Kau tahu, dunia pelangi tidaklah seindah warnanya. Mereka mengatakan jika kami pencinta sesama ataupun bi benar-benar bebas, tapi tidak ada jaminan jika kaum kami benar-benar bebas dari segalanya.
Kalian bahkan tidak mengerti bagaimana mencintai seseorang yang telah dimiliki oleh orang lain. Mencintai seseorang yang masih berada di jalur yang lurus sangatlah melelahkan. Aku bahkan harus mati-matian menahan gejolak dalam diriku saat aku bertemu dengannya dan berakhir menjadi teman sekamar di universitas. Ya universitasku menyediakan asrama bagi mahasiswanya, tapi hanya mahasiswa laki-laki. Sangat aneh memang. Aku bahkan sempat berpikir jika pemilik kampus adalah seorang gay, ya begitulah otak pintarku bekerja.
Aku selalu menahan diriku di saat dia dengan ringannya membuka baju di depanku dan kadang melepas semua pakaiannya di depanku. Ah~ jika aku seorang bajingan, mungkin sudah aku hilangkan keperjakaannya saat itu juga. Tapi aku bersyukur karena aku bukan bajingan dan tidak bersyukur karena aku tidak bisa menyentuhnya.
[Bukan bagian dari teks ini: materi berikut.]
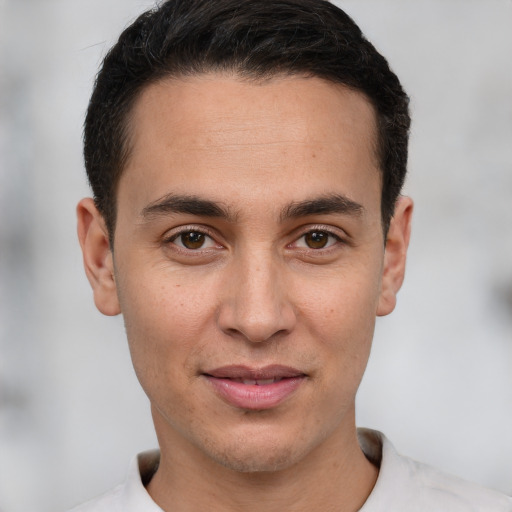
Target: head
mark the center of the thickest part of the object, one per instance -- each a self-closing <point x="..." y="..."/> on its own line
<point x="256" y="40"/>
<point x="246" y="159"/>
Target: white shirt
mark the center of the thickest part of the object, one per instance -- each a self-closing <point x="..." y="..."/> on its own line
<point x="403" y="485"/>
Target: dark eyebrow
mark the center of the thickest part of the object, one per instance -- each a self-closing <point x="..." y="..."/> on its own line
<point x="193" y="205"/>
<point x="324" y="205"/>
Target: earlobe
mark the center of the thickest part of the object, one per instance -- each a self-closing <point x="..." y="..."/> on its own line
<point x="395" y="254"/>
<point x="97" y="257"/>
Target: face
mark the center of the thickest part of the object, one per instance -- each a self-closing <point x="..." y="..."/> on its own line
<point x="249" y="263"/>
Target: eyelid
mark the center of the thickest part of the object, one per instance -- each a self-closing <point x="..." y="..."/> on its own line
<point x="337" y="233"/>
<point x="174" y="233"/>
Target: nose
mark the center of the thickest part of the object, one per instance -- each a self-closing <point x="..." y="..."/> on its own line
<point x="256" y="304"/>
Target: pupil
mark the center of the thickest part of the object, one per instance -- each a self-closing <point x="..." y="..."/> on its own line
<point x="192" y="240"/>
<point x="317" y="239"/>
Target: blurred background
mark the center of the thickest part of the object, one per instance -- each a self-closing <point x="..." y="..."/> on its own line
<point x="439" y="382"/>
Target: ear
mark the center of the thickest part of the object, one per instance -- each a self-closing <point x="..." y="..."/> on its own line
<point x="395" y="253"/>
<point x="97" y="255"/>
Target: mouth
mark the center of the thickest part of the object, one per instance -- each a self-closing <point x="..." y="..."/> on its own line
<point x="255" y="389"/>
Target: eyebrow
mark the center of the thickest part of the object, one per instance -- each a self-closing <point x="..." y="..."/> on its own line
<point x="192" y="205"/>
<point x="323" y="205"/>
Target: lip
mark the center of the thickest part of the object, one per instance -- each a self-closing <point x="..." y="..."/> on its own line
<point x="228" y="383"/>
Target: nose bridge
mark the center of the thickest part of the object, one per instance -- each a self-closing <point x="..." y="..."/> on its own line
<point x="257" y="305"/>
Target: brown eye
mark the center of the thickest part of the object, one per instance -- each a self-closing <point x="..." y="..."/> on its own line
<point x="316" y="239"/>
<point x="191" y="239"/>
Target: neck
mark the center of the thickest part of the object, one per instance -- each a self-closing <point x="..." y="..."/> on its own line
<point x="335" y="476"/>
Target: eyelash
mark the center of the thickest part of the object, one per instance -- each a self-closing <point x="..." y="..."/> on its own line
<point x="171" y="238"/>
<point x="182" y="230"/>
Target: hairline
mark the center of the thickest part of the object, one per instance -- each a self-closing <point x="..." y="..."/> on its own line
<point x="243" y="75"/>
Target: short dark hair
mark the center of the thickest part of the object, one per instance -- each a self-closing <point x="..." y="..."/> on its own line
<point x="256" y="39"/>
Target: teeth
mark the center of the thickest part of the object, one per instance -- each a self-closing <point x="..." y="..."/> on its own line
<point x="258" y="382"/>
<point x="262" y="382"/>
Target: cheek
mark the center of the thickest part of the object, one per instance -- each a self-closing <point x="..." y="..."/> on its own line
<point x="166" y="321"/>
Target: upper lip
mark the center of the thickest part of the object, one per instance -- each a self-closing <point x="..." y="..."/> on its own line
<point x="272" y="371"/>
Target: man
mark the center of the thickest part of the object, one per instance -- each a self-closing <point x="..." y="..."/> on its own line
<point x="246" y="159"/>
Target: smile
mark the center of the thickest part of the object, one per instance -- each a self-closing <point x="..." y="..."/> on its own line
<point x="255" y="389"/>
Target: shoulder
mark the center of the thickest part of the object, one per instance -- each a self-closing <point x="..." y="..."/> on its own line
<point x="131" y="495"/>
<point x="408" y="485"/>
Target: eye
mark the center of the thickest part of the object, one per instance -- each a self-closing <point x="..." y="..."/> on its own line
<point x="193" y="240"/>
<point x="317" y="239"/>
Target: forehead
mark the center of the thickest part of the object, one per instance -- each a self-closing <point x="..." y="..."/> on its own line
<point x="299" y="134"/>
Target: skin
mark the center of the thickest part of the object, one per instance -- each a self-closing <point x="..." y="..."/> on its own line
<point x="255" y="293"/>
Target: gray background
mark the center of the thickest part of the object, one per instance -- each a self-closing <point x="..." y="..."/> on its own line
<point x="439" y="382"/>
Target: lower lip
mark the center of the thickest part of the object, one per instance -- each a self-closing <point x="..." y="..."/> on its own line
<point x="254" y="397"/>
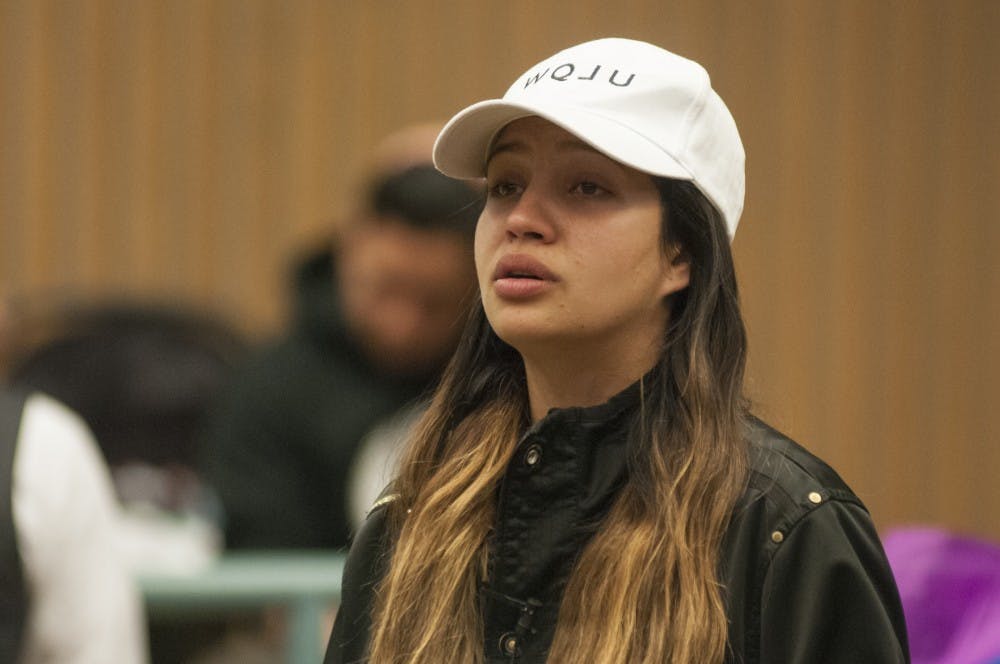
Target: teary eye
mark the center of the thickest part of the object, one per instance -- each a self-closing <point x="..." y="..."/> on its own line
<point x="503" y="189"/>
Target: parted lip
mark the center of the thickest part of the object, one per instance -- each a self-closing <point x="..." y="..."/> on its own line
<point x="521" y="266"/>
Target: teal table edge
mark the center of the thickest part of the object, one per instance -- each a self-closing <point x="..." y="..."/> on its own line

Dia Luhan, sudah memiliki seorang kekasih yang seperti siluman menurutku. Ya seperti siluman yang selalu menempel pada inangnya. Ke manapun Luhan pergi, kekasihnya akan selalu mengikuti. Bahkan untuk ke toilet saja kekasihnya akan menunggu di depan toilet pria dan membuat semua yang ada di dalamnya ketakutan. Ya dia memang siluman.
Aku sangat ingat ketika kekasihnya itu datang ke kamar kami entah dengan tujuan apa, aku tidak peduli. Hanya saja, kekasihnya itu benar-benar berisik dan mengangguk waktu belajarku. Ya, aku memang mahasiswa pintar yang memiliki orientasi berbeda dengan teman sekamarku.
"Apa kau tidak lelah hanya belajar saja?" Ya dia mengatakan hal itu sewaktu itu. Sangat ingin aku jawab dengan nada sinisku, namun aku masih bisa sabar menghadapi siluman yang tengah duduk di ranjangku. Ugh, aku harus mencucinya.
Aku hanya berpikir saat itu, apa dia tidak malu masuk ke kamar laki-laki, asrama laki-laki, ah mungkin dia tidak memiliki rasa malu, jawabku sendiri.
"Oh, kak kau sudah selesai?" Ya, aku hanya mendengar ocehannya dan di sana Luhan hanya mengangguk saja dan menyebut namanya.
"Xi-tit tit tit- kita akan ke mana?" Ups, maafkan aku karena otakku seketika menyensor namanya. Namanya tidak dibutuhkan dalam otakku sehingga belum sempat masuk sudah dihapus oleh otakku. Ya seperti virus yang harus dilenyapkan sebelum mendekat.
"Sehun, aku mungkin akan datang larut. Kau bisa mengunci pintunya" ya aku Sehun, dan dia Luhan yang aku sukai. Aku hanya menatapnya dan kemudian kembali beralih pada buku-bukuku.
"Aku tidak bisa melindungimu lagi. Pulang tepat waktu dan berhenti bermesraan dengan kekasihmu. Aku bosan mendapat siraman rohani dari ketua asrama" Luhan hanya tertawa di sana. Aku heran mengenai apa saja yang ia lakukan sepanjang malam bersama siluman itu di luar sana. Apa mereka menghitung daun pohon mapel hingga pucuk terakhir?
"Baiklah..." hanya satu kata itu yang aku terima setelah aku mengeluarkan banyak kata untuknya. Terkadang aku begitu kesal dengan Luhan dan itu semua karena kekasih gilanya.
Saat itu malam menjelang dan jam malam tentu tinggal beberapa menit lagi, di sana aku melihat Luhan yang datang dengan wajah suramnya. Aku tahu apa yang terjadi selanjutnya.
"Sehun...hiks...apa yang harus aku lakukan hiks..." ya dia akan datang merengek padaku dan membantunya untuk berbaikan dengan kekasihnya. Ow, maaf saja, aku bukanlah pembuka jasa penyelesai masalah di sini.
"Dia marah padaku karena aku mendengarkan ucapanmu" heh, aku yang di salahkan di sini.
"Aku hanya ingin bersamanya dan kau melarangku untuk pulang malam" oke aku sudah mulai panas sekarang dan boom, aku meledak.